Business is booming.

LGI Homes Inc. braces for rough 2023


To illustrate, he focused on some of the numbers. “Home closings last year were 6,621,” he noted. “This was not the goal we set. And to be frank, we were disappointed we missed our guidance even by such a narrow margin.”

Growing lack of affordability exacerbates issues

A continuing erosion in affordability didn’t help matters: “We’re in the affordable housing business, and during the year, affordability got constrained, supply chains tightened, costs inflated, and home prices went up,” Lipar said. “Beginning in January, mortgage rates started to slowly increase, but quickly accelerated as the year went on. By September, they’d surpassed 6% for the first time since November of 2008. One month later, rates exceeded 7% for the first time in over 20 years.”

The affordability crisis prompted officials at the Houston-based builder to pivot: “As affordability tightened, buyers paused, and the market decelerated. And as it did, we got back to basics. We expanded our marketing. We got back to training. We had to work for every sale. We invested time and resources to make certain our people run process building, selling, and closing homes the LGI way.”

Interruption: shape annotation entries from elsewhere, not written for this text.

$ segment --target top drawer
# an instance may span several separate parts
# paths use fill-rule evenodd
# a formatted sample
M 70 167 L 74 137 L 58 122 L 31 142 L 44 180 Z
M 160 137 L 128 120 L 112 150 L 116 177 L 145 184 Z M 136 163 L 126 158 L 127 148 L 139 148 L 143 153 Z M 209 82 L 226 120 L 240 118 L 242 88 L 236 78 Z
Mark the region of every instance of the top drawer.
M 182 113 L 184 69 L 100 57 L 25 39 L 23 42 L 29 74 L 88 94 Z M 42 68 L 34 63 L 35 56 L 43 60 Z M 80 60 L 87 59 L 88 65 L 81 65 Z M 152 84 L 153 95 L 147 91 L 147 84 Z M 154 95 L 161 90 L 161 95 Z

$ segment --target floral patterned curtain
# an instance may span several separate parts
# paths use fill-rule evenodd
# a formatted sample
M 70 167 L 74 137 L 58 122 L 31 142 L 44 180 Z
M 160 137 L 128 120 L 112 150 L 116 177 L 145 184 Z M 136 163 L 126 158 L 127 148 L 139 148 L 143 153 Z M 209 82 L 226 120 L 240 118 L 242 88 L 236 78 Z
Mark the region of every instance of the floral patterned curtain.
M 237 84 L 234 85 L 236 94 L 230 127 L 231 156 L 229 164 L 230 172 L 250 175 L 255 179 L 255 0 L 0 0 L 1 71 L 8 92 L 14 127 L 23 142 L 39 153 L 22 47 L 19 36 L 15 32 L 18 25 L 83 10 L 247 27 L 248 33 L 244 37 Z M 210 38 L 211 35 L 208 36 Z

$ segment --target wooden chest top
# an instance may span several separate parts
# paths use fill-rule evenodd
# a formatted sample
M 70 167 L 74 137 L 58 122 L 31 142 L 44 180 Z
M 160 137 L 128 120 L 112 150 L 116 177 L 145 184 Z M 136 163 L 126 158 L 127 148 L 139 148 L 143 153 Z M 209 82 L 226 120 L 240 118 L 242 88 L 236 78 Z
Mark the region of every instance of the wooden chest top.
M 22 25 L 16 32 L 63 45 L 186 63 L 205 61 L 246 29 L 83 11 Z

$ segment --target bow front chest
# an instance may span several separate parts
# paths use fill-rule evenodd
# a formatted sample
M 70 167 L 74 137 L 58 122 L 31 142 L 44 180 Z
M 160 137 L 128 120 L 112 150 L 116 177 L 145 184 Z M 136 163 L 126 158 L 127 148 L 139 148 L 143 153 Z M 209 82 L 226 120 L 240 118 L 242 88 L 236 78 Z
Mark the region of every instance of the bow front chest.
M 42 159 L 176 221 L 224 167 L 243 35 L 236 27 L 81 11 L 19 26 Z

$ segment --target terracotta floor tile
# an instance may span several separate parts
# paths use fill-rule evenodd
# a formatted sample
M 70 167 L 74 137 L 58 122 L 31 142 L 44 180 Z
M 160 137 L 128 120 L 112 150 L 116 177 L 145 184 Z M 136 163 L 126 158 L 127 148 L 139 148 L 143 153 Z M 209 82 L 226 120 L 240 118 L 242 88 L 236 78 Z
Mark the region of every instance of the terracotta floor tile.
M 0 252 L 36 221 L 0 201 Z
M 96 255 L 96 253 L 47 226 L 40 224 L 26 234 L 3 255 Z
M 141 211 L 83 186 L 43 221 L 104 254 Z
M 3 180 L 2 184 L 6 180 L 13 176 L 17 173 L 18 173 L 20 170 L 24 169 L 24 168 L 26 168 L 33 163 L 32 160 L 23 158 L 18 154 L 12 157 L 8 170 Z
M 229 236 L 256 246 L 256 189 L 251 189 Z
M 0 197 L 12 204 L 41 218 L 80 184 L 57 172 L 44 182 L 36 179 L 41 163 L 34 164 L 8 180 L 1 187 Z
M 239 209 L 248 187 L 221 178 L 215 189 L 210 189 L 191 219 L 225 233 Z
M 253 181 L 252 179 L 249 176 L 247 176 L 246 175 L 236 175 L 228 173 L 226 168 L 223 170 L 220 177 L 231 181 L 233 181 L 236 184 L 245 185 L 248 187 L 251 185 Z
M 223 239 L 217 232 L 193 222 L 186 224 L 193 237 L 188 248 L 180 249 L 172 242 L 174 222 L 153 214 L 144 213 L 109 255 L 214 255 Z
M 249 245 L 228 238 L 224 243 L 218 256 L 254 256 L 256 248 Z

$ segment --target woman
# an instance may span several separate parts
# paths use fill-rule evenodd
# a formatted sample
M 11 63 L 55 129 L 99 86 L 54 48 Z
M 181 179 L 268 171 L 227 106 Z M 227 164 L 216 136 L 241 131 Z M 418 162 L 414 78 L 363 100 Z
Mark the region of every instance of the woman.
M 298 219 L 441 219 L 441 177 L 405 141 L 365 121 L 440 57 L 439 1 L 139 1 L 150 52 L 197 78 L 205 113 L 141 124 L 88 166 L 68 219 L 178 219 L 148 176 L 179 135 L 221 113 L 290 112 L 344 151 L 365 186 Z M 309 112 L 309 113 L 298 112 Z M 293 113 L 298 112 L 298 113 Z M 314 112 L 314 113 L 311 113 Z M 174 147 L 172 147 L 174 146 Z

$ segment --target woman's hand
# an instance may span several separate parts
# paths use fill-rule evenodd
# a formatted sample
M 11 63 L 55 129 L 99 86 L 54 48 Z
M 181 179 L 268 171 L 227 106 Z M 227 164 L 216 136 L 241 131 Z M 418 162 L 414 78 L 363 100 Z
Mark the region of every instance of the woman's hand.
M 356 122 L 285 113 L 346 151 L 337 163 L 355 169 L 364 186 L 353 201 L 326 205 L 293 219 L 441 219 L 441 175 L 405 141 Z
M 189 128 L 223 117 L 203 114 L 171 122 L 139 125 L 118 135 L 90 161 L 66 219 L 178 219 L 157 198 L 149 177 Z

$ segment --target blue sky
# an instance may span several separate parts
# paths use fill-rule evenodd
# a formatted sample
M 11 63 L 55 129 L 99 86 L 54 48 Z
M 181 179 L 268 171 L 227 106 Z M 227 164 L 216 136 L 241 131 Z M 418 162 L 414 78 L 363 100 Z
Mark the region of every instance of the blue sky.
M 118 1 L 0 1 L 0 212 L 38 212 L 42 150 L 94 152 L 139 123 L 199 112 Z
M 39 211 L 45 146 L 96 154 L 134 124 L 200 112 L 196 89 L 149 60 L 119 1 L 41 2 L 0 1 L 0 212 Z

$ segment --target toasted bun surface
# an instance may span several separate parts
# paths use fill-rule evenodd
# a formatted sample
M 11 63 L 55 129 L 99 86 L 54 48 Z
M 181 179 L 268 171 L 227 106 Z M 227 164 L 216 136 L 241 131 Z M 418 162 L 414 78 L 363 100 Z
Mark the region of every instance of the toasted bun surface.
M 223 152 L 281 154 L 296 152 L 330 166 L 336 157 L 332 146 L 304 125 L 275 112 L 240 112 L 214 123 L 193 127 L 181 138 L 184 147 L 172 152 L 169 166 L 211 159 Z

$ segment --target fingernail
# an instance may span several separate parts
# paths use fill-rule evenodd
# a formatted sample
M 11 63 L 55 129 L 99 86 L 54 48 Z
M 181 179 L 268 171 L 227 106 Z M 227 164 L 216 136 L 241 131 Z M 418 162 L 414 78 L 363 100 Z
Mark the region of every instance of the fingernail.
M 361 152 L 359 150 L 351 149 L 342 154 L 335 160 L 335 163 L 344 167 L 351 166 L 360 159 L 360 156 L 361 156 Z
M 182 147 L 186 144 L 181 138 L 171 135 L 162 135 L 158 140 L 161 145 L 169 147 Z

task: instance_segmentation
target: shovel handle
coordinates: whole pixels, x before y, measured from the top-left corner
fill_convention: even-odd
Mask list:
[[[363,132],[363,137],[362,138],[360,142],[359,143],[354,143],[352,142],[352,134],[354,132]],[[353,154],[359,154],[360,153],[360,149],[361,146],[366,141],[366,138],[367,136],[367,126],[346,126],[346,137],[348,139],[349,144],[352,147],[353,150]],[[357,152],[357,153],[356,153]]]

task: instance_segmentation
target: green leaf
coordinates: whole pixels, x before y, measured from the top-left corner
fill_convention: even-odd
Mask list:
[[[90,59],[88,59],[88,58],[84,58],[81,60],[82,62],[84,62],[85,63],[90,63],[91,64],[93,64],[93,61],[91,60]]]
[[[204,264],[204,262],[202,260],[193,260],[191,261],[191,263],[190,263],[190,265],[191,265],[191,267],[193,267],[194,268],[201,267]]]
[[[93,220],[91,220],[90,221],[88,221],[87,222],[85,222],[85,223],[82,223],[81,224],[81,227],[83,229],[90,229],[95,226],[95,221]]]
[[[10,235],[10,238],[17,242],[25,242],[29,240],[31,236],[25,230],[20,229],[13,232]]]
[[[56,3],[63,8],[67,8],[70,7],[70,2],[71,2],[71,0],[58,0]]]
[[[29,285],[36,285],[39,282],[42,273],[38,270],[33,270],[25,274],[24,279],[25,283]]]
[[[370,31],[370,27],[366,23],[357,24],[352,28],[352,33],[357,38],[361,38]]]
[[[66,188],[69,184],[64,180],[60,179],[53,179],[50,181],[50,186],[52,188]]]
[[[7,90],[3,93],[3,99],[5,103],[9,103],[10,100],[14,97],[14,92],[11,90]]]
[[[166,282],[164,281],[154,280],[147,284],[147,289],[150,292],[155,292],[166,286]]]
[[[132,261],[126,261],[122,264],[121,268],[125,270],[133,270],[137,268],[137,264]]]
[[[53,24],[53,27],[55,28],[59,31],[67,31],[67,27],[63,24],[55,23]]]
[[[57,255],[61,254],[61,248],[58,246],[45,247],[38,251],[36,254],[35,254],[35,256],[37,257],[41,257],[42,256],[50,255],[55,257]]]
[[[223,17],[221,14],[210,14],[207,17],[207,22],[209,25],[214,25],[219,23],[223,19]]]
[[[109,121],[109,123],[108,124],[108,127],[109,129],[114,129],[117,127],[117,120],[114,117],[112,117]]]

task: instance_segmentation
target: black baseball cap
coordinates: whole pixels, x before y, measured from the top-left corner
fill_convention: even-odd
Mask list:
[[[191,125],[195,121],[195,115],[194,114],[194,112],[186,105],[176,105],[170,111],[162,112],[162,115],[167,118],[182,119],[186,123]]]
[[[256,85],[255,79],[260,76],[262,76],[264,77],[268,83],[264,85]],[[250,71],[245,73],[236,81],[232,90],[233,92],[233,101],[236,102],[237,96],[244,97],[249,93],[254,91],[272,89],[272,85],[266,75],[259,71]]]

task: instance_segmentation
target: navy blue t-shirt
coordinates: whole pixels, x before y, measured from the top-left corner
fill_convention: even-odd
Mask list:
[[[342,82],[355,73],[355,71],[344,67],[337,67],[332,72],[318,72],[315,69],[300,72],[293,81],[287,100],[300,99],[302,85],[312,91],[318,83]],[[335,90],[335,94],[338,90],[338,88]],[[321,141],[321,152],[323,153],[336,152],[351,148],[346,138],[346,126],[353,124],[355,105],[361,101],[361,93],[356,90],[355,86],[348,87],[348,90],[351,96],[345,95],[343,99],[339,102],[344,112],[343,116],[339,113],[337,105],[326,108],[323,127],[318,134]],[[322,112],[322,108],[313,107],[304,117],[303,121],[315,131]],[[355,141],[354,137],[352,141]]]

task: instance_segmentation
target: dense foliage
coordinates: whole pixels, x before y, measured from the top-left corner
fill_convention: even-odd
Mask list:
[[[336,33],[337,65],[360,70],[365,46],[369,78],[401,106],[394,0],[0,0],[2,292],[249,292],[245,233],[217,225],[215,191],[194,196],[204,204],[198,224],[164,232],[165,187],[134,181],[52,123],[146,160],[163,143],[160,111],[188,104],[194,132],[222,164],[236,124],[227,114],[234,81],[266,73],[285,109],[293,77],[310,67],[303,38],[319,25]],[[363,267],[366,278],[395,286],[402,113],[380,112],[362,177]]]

As a result of that market-forced pivot, the company did post some notable achievements: “For the ninth consecutive year, we averaged at least six closings per community per month, an industry-leading result that demonstrates the success of our systems, processes, and people,” he said.

While other companies have resorted to layoffs amid the market downturn, LGI Homes has been hiring additional staff: “While news headlines continue to focus on layoffs, we’re in hiring mode,” Lipar told shareholders. “On Feb. 6, we welcomed 106 new sales professionals to our corporate headquarters for training. This is our largest sales training class to date.”